The Brewers' rotation projects to include at least three young pitchers -- Wily Peralta, Jimmy Nelson, Taylor Jungmann -- plus Matt Garza, who was removed from the starting mix last September but is due $25 million over the next two years. Among Capuano's competition for the remaining spot are young right-handers Zach Davies, Jorge Lopez, Ariel Pena and Tyler Wagner. Davies may have the inside track after going 3-2 with a 3.71 ERA in six Major League starts in September.
Capuano lives in Scottsdale, Ariz., a manageable drive from the Brewers' year-round complex at Maryvale Baseball Park. He plans to visit as early as next week to begin using the mounds for his throwing sessions.
In all, Capuano went 44-48 with a 4.34 ERA in five seasons with the Brewers, including a two-year gap while he recovered from the second Tommy John surgery of his career. He was good enough for the Brewers in 2010 following that comeback (3.95 ERA in 24 games, including nine starts) to earn subsequent big league stints with the Mets, Dodgers, Red Sox and Yankees.
With the Dodgers in 2012, he tied for the league lead by making 33 starts, and he posted a 3.72 ERA. Last year with the Yankees, Capuano was sidelined by a quadriceps injury early in the season, then pitched to a 7.97 ERA in 22 games (four starts). Along the way, he was designated for assignment four times in the span of a month.
"It was tough," he said. "There was a couple times I didn't get even an hour into the drive and came right back."

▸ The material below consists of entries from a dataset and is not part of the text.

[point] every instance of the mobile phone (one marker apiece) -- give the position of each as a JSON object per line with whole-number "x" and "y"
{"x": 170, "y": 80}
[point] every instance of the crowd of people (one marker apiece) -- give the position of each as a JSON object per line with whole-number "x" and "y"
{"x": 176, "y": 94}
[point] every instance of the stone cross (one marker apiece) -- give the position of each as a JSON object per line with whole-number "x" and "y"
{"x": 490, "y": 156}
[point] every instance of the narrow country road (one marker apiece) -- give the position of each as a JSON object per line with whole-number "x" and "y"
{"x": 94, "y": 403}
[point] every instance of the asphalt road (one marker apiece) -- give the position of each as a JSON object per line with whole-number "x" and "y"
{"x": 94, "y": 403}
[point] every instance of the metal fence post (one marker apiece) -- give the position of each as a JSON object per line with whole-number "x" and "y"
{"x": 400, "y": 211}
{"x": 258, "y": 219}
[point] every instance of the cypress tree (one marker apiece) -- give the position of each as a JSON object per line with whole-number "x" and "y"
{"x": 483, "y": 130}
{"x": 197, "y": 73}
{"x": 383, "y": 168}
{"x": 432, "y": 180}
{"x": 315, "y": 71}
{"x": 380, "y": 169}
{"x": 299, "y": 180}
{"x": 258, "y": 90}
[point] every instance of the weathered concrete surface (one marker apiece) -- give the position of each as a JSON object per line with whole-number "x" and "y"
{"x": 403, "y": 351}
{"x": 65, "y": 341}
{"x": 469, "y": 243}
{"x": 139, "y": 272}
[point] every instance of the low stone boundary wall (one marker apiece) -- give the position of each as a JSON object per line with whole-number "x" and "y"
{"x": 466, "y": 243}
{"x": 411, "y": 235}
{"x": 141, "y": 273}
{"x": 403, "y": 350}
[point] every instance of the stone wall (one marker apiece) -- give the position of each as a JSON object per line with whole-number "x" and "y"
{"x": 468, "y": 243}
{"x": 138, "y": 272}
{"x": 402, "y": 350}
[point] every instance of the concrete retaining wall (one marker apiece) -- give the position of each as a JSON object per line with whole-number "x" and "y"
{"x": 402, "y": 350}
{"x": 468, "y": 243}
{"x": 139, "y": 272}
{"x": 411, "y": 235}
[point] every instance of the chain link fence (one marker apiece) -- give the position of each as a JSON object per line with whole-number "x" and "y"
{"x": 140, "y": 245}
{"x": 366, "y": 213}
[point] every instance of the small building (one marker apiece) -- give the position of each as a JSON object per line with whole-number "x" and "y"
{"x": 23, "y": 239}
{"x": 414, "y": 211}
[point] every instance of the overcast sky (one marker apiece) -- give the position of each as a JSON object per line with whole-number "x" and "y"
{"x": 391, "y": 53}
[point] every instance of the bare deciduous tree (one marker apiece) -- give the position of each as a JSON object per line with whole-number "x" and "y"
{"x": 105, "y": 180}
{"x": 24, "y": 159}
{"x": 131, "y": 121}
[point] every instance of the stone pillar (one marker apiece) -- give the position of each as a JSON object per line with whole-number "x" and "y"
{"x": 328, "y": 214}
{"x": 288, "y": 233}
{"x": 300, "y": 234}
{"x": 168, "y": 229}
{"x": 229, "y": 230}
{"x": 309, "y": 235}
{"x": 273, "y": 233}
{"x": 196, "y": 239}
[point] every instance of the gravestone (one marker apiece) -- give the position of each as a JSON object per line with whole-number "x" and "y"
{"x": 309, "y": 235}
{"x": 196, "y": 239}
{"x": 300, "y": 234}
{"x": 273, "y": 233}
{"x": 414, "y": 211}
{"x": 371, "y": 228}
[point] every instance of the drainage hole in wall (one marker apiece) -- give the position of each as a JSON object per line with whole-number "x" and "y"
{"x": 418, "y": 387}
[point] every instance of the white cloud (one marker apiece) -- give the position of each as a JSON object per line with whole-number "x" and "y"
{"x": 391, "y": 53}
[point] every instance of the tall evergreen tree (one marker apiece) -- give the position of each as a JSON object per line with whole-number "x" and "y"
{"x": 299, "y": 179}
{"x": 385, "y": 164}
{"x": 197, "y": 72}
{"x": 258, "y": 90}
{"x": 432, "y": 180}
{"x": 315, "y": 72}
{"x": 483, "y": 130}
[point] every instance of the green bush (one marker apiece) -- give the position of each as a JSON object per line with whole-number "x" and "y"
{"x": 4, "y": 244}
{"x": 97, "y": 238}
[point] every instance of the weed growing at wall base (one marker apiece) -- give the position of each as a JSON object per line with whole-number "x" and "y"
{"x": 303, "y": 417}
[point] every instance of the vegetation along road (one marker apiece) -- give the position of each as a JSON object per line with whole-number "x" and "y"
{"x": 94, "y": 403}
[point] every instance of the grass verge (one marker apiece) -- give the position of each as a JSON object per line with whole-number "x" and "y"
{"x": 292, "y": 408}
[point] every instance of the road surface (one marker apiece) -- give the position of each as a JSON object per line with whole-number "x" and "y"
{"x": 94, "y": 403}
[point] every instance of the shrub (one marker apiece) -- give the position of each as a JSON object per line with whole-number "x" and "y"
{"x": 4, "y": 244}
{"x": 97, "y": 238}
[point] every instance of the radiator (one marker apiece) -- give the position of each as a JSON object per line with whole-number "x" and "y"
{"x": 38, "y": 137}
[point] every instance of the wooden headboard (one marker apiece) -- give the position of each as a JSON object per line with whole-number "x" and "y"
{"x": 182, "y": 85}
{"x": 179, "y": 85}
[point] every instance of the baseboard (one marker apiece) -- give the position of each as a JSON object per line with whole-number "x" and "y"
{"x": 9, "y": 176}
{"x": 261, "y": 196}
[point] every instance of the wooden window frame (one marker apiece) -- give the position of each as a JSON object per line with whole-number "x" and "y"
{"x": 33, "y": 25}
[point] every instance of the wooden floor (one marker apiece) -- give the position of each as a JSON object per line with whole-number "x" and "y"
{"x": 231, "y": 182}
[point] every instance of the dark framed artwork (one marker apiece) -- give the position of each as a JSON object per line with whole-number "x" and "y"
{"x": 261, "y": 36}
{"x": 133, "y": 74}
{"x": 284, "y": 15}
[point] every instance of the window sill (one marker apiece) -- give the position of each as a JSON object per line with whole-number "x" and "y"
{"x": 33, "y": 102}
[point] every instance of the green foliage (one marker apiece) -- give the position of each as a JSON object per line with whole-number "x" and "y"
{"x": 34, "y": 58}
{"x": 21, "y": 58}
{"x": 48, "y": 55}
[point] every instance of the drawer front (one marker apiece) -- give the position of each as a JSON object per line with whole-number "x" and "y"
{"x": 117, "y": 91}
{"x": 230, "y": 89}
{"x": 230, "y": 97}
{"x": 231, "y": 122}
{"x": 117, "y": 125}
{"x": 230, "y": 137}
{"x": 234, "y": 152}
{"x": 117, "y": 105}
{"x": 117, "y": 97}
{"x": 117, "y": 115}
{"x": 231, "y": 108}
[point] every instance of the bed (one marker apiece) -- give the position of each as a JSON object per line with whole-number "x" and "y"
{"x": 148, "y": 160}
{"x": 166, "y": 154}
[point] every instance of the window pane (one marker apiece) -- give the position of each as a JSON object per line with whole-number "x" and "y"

While Capuano bids for the rotation, Jimenez, 31, was a serviceable left-handed specialist for the Brewers in 2015 after the club claimed him off waivers from the Phillies. Jimenez held left-handers to a .200 batting average over 23 innings for Philadelphia and Milwaukee.
"I'm going to go in there, compete and let my performance speak for itself," Capuano said. "I can live with whatever happens after that."